We see the coffee charts as bearish (a preponderance of lower highs and lower lows since the December high) with the prevailing trend pointing down. However, while short-term stochastics have registered a buy signal, yesterday’s range down breakout was forged on a surge in trading volume giving the bear’s a technical edge going forward. Furthermore, there is daily rainfall in the forecast for Brazil’s major Arabica-growing regions through late next week, which will provide some relief from last year’s drought conditions. In another negative supply development Colombia’s December coffee production was 1.798 million bags, which was a 47% increase over their December 2023 production. While this was a slight increase over their November output (1.761 million bags), they are now Colombia’s two highest monthly production totals since January 1996. Colombia’s 2024 full-year coffee production was 13.997 million bags, which compares to 11.347 million in 2023. This was Colombia’s largest production total for a calendar year since 2019, and the highest 12-month production total since April 2021. In an age old debate, a scientific study has been released from the UK and has apparently “proved” again that coffee is beneficial to health and can contribute to longer lifespan especially if consumed in the morning.

SUGAR

Despite nearly an 8% annual decline last year, and a noted liquidation of the noncommercial and nonreportable spec long underway, fresh and significant damage on the charts this morning projects March sugar down to the next key support level of 18.74. In retrospect, March Sugar was unable to sustain early strength yesterday as it came under late pressure and fell to a 1-week low to finish Wednesday with a moderate loss.

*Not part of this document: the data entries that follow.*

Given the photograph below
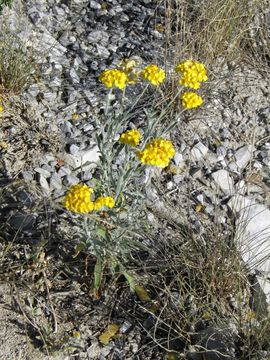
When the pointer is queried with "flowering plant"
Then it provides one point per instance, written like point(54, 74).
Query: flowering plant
point(111, 226)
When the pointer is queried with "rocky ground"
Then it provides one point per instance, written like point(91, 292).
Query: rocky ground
point(219, 175)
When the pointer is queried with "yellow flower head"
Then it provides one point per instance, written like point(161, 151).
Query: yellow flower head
point(104, 201)
point(158, 152)
point(191, 100)
point(153, 74)
point(114, 78)
point(78, 199)
point(193, 73)
point(130, 137)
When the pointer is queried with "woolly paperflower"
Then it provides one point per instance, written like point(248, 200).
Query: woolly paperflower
point(193, 73)
point(191, 100)
point(130, 137)
point(104, 201)
point(114, 78)
point(153, 74)
point(158, 152)
point(78, 199)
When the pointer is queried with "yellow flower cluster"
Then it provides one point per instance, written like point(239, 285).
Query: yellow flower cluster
point(114, 78)
point(104, 201)
point(130, 137)
point(153, 74)
point(193, 73)
point(158, 152)
point(78, 199)
point(191, 100)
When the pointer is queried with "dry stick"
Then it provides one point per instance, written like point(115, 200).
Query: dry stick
point(17, 301)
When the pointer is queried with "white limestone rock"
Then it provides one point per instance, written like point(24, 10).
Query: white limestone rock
point(243, 156)
point(198, 151)
point(223, 181)
point(252, 232)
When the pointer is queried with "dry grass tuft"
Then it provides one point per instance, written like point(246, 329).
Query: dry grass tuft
point(211, 31)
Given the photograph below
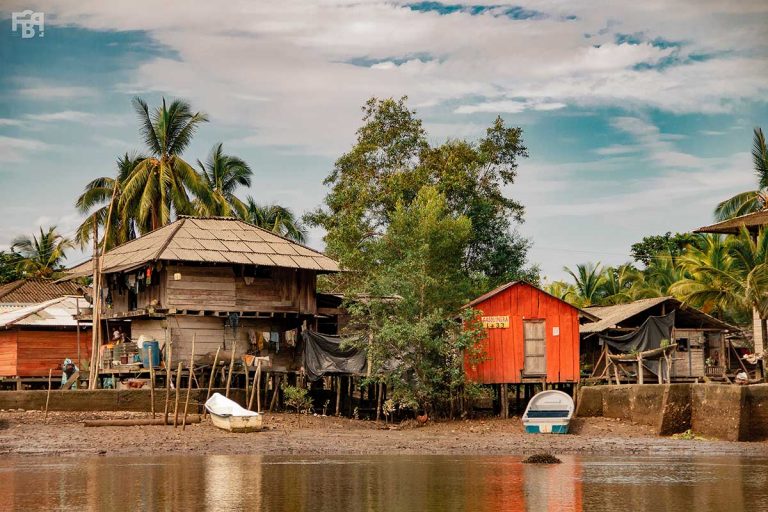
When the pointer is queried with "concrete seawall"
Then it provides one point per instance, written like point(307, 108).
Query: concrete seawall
point(732, 413)
point(105, 399)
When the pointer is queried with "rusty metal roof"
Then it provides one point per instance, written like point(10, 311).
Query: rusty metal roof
point(212, 240)
point(34, 290)
point(58, 312)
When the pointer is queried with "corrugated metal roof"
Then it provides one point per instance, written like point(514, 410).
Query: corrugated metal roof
point(215, 240)
point(733, 226)
point(57, 312)
point(35, 290)
point(503, 287)
point(610, 316)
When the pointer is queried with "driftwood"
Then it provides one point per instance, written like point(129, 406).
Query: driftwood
point(192, 418)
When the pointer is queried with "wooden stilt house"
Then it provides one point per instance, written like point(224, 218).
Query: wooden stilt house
point(224, 282)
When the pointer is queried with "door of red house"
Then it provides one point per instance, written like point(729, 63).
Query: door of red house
point(535, 347)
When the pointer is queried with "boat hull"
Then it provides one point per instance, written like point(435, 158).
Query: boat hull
point(240, 424)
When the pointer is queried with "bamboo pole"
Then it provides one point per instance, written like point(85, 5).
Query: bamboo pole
point(151, 382)
point(338, 395)
point(167, 375)
point(231, 367)
point(48, 395)
point(176, 398)
point(189, 381)
point(256, 382)
point(210, 381)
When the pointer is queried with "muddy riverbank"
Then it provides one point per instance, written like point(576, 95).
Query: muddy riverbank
point(24, 433)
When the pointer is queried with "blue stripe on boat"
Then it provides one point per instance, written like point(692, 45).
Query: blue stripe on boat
point(547, 414)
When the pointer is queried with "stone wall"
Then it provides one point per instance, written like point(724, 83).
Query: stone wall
point(733, 413)
point(105, 399)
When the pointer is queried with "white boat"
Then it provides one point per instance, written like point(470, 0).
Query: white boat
point(548, 412)
point(229, 415)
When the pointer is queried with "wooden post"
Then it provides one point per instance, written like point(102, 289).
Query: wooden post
point(504, 402)
point(48, 395)
point(276, 392)
point(231, 366)
point(176, 398)
point(151, 382)
point(189, 382)
point(168, 379)
point(338, 394)
point(378, 400)
point(255, 389)
point(94, 370)
point(210, 381)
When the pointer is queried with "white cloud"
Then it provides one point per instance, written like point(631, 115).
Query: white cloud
point(13, 149)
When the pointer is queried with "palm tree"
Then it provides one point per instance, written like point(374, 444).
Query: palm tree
point(43, 256)
point(222, 174)
point(619, 285)
point(159, 185)
point(277, 219)
point(100, 193)
point(587, 279)
point(719, 275)
point(751, 200)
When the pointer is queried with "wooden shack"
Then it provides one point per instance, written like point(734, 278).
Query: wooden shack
point(37, 338)
point(220, 281)
point(701, 346)
point(531, 337)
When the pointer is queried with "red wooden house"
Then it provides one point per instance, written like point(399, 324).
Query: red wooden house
point(36, 338)
point(532, 336)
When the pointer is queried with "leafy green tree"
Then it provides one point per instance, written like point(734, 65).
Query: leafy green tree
point(43, 255)
point(222, 175)
point(587, 280)
point(392, 161)
point(9, 267)
point(418, 261)
point(95, 203)
point(751, 200)
point(275, 218)
point(161, 183)
point(667, 244)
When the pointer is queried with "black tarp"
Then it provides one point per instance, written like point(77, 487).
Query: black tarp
point(646, 337)
point(324, 354)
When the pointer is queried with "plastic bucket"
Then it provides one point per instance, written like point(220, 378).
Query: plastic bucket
point(155, 346)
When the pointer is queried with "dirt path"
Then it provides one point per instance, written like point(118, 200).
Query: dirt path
point(23, 433)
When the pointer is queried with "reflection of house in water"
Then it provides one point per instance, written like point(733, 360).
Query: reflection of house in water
point(222, 281)
point(703, 348)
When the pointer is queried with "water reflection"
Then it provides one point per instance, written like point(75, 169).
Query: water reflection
point(374, 483)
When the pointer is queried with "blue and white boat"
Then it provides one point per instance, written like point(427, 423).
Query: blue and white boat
point(548, 412)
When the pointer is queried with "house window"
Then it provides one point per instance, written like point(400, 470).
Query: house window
point(535, 347)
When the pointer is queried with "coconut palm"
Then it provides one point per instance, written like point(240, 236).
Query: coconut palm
point(41, 256)
point(160, 184)
point(98, 194)
point(587, 280)
point(222, 174)
point(277, 219)
point(751, 200)
point(721, 275)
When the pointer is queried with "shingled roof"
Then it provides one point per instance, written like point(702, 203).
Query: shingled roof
point(35, 290)
point(212, 240)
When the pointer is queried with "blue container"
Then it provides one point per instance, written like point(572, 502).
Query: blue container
point(155, 353)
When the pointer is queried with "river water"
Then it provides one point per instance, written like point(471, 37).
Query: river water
point(379, 483)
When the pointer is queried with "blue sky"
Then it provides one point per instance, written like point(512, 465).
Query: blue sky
point(638, 115)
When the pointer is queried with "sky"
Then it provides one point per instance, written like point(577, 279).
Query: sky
point(638, 116)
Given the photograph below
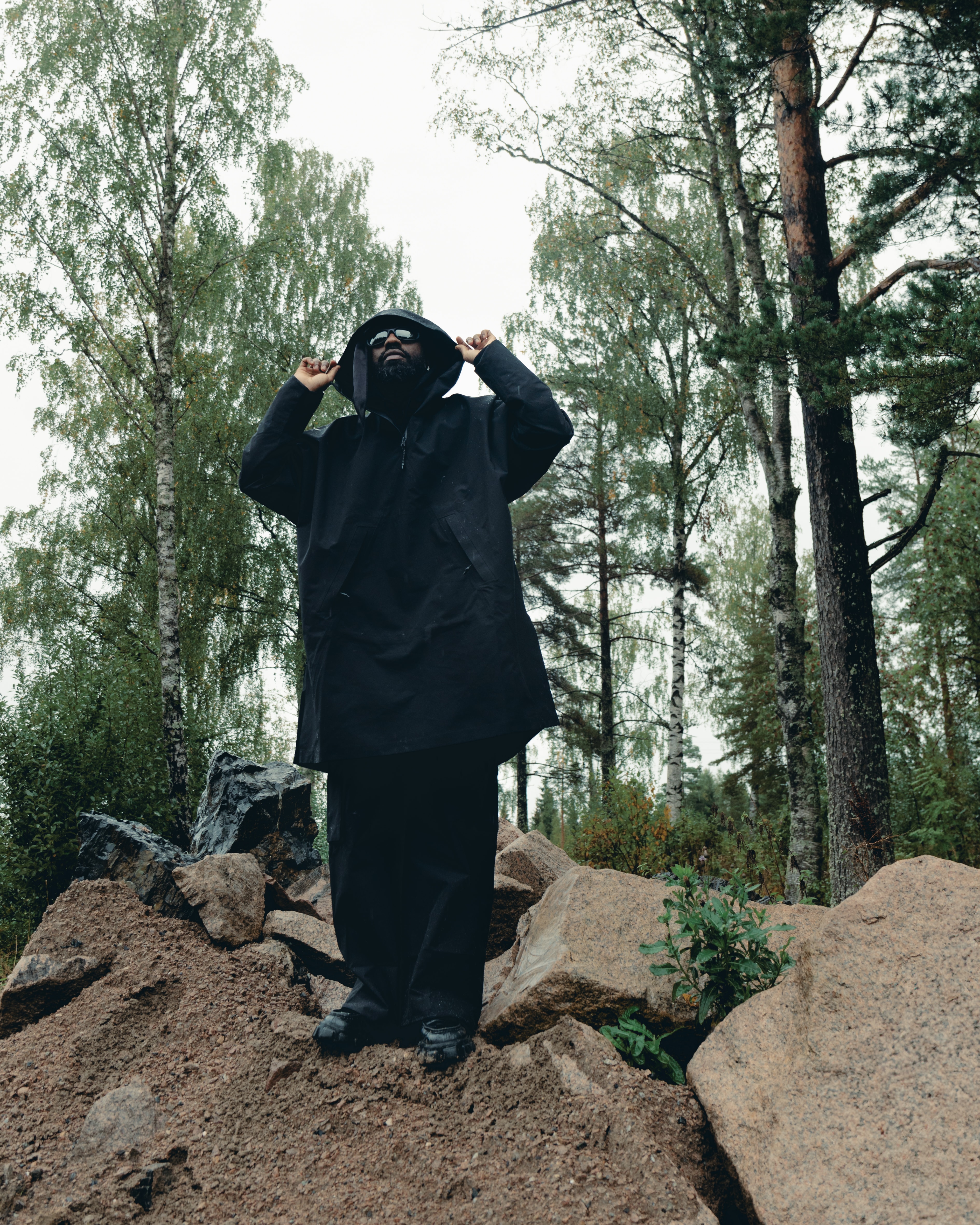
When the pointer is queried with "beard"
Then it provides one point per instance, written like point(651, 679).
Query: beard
point(396, 379)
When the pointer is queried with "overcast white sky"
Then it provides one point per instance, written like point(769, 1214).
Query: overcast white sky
point(372, 96)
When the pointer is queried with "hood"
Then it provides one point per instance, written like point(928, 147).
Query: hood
point(445, 363)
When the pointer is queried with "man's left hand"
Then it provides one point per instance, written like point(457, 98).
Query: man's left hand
point(470, 348)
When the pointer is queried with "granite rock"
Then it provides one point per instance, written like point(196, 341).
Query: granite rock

Therefore, the technical bias remains down with very high open interest capable of feeding a wave of sellers. The fundamentals are also bearish with recent rainfall expected to improve the prospects for Brazil’s Center-South 2025/26 cane crop, and that should add to the bearish environment. Furthermore, a pullback in crude oil and RBOB prices provides carryover pressure on the sugar market as that could weaken near-term ethanol demand.